A pombagira

A POMBAJIRA

A POMBAJIRA

Para ser livre é preciso fracassar! Não me tome como insano, pois se lhe revelo uma das minhas maiores iluminações, o faço por ter sido eu próprio a cobaia de onde brotou essa sentença.

Qualquer êxito, por mínimo que seja, transforma o bem-sucedido em servo de uma prepotente implacável: a vaidade. Conquistar o sucesso é iniciar um ciclo de escravidão.

Aos 48 anos, eu não tinha problemas por ter trabalhado pouco, não me envergonhava por não haver construído nada com o suor do meu rosto; não me incomodava viver confortavelmente, graças a uma gorda parcela da pensão de minha mãe, viúva generosa de um militar falecido; menos ainda me constrangia o fato de me abrigar sob a asa materna, num amplo apartamento em Santa Teresa, próximo ao Largo das Neves. A despreocupação da cigarra é sempre muito mais saborosa do que a rotina gananciosa das formigas.

Em certa altura, para disfarçar minha sina de desocupado, convenci minha genitora a me comprar um táxi. Eu deixava de ser um vagabundo oficial para me tornar um malandro com álibi. A vizinhança ficou satisfeita, minha mãe mostrou-se orgulhosa e eu podia desfilar num carrão amarelo, mais afeito a transportar libertinas à passageiros que me remunerassem.
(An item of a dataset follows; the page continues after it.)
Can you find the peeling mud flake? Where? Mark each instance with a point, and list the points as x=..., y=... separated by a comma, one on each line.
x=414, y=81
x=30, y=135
Com o fluir dos dias e a verdade inevitável que emerge de cada alvorecer, a vizinhança alcoviteira apercebeu-se de que eu não me tornara um regenerado da esbórnia ou um ex-boêmio catequizado. Continuava, mais do que nunca, o mesmo hedonista que afrontava o moralismo dos hábitos pequeno-burgueses. Por se sentirem ludibriados, passaram a maldizer meu táxi divulgando que ele possuía dois bigorrilhos, um que ficava sobre o teto do carro e outro que se postava atrás do volante. Infames! Mas eu desprezava essas pequenas vilezas, o que realmente me importava era abraçar os prazeres que nos proporcionam sorver as delícias do tempo presente.

Fiz-me um notívago. O Sol embalava meu sono e a Lua era a musa da minha adoração. Eu apreciava ver o dia apagar da janela do meu apartamento, o prédio se debruçava sobre um abismo que abria a vista para o Centro e parte da zona norte. As sombras começavam a exibir pequenos diamantes, pontos de luz que se derramavam por vales e montanhas. O anoitecer é uma metamorfose. Eu acendia um cigarro e o consumia em breves tragos enquanto contemplava o desabrochar daquela imensa mariposa: a Noite.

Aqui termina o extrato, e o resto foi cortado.